Under the deal, any money he made from the consultancy was split between himself and the school. Mr Triggs has repaid his full annual salary to the Academy on three occasions, meaning that the school effectively received his services for nothing.
During his most successful year he made about pound;50,000 on top of his salary, charging a maximum consultancy rate of pound;850 a day.
Mr Triggs, who is now chief executive officer of the Academies Enterprise Trust, which runs three academies in Essex, including Greensward, likens the arrangement to doctors who combine NHS and private health work.
"Nobody thinks twice about that and I don't think there is anything wrong with it for a head," he said.
"I'd say to other heads, if you are going to do it, do it with the governors' agreement and be absolutely transparent about it."
Mr Triggs is now winding down his business because he says he no longer has time to combine that with his chief executive role.
Arrangements are "the norm"
But according to Sir Paul Edwards, the head of Garforth Community College, near Leeds, similar arrangements are "quite the norm".
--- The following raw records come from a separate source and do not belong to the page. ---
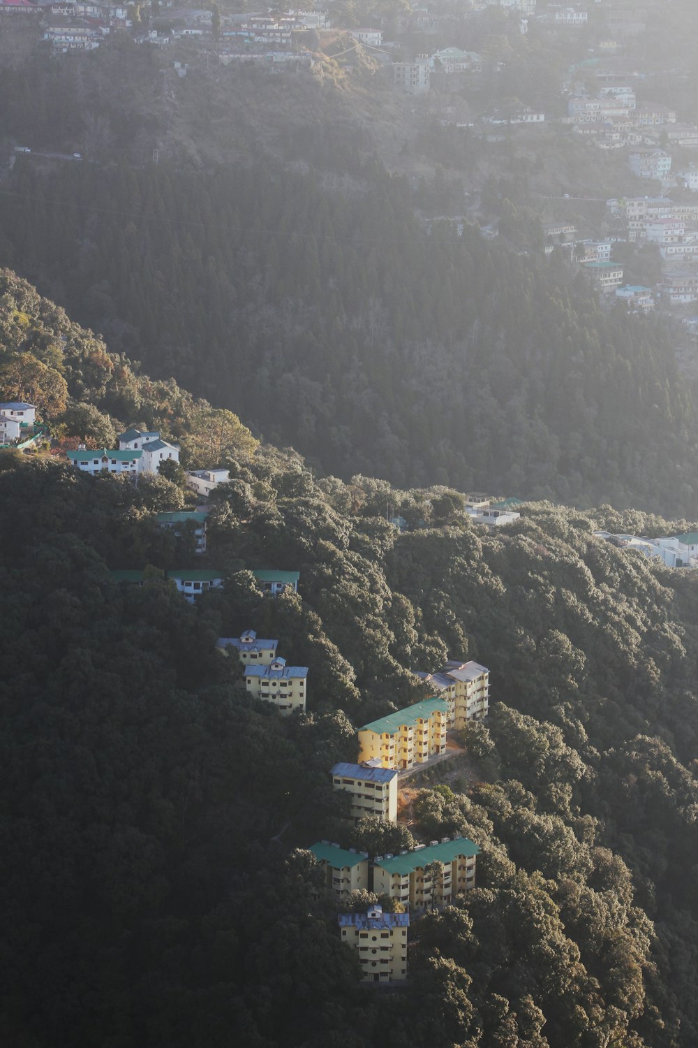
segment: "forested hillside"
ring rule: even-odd
[[[696,512],[693,400],[661,327],[473,227],[428,235],[375,163],[348,192],[268,161],[31,163],[0,196],[0,257],[321,470]]]
[[[50,348],[47,372],[107,395],[88,361],[115,358],[10,275],[0,321],[0,368]],[[157,417],[163,387],[133,384]],[[189,606],[108,571],[164,566],[153,510],[176,481],[0,453],[7,1043],[695,1045],[698,581],[591,534],[661,522],[528,503],[489,536],[444,487],[313,477],[253,443],[224,461],[226,585]],[[386,499],[422,526],[386,524]],[[265,597],[258,563],[299,570],[300,594]],[[306,718],[237,686],[215,643],[247,627],[310,667]],[[475,784],[425,785],[412,833],[470,836],[478,887],[414,922],[408,991],[374,995],[305,848],[410,844],[354,828],[327,772],[447,655],[489,665],[495,701]]]

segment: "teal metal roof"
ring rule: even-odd
[[[429,863],[452,863],[458,855],[479,855],[480,850],[477,845],[469,840],[468,837],[457,837],[455,840],[445,840],[441,845],[429,845],[427,848],[420,848],[419,851],[407,852],[405,855],[396,855],[393,858],[384,858],[376,866],[386,873],[406,874],[428,866]]]
[[[94,462],[95,458],[115,459],[117,462],[133,462],[134,459],[139,459],[142,454],[141,451],[109,451],[107,447],[98,447],[96,451],[66,452],[68,458],[73,462],[84,462],[86,460]]]
[[[155,515],[158,524],[186,524],[187,521],[203,524],[207,517],[208,512],[203,509],[179,509]]]
[[[343,867],[352,869],[358,866],[359,863],[367,861],[365,855],[346,851],[345,848],[335,848],[334,845],[325,844],[323,840],[318,840],[316,845],[311,845],[309,851],[312,851],[319,863],[329,863],[338,869],[342,869]]]
[[[387,717],[381,717],[377,721],[364,724],[361,732],[376,732],[378,735],[395,735],[399,728],[405,725],[416,724],[426,717],[430,717],[435,711],[448,713],[449,704],[446,699],[424,699],[423,702],[415,702],[413,706],[405,706]]]
[[[251,568],[250,570],[261,583],[297,583],[300,578],[299,571],[275,571],[272,568]]]
[[[112,576],[114,582],[117,583],[142,583],[143,581],[143,572],[140,569],[118,569],[116,571],[110,571],[109,574]]]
"I can think of half a dozen off the top of my head," he said. "I would not be surprised if about pound;50,000 extra a year was the typical amount.
"It depends on the scale of the challenge, but I don't think that amount would be out of order."
Sir Paul, who as chief executive of the School Partnership Trust is involved in running five schools, said it was right that heads were properly rewarded.
"If they are not, where are we going to find these people?" he said. "Models that encourage schools to work together can be very cost-effective because you get economies of scale."
However, despite overseeing numerous schools, the fees that Sir Paul charges go straight into Garforth's budget and not to him.
At the end of the year, if he has hit various performance targets, some of that money can be used by governors towards a pay rise.
A similar system of repaying a head's school rather than the individual is used in the National Leaders of Education (NLE) scheme, coordinated by the National College for School Leadership.
There are more than 300 NLEs working in 250 schools across England. Their home schools are paid for the heads' time, but the individuals only get extra pay if they work overtime.
John Dunford, general secretary of the Association of School and College Leaders, said that higher pay was right as long as the deals that schools were signing up to were transparent.
"Headteachers who take on responsibility for more than one school are running a professional risk," he said. "It seems perfectly acceptable that different governing bodies come to different arrangements, as long as it's all done in the open.
"There is nothing to be ashamed of - these people deserve extra money, but public service demands a greater degree of openness than the private sector."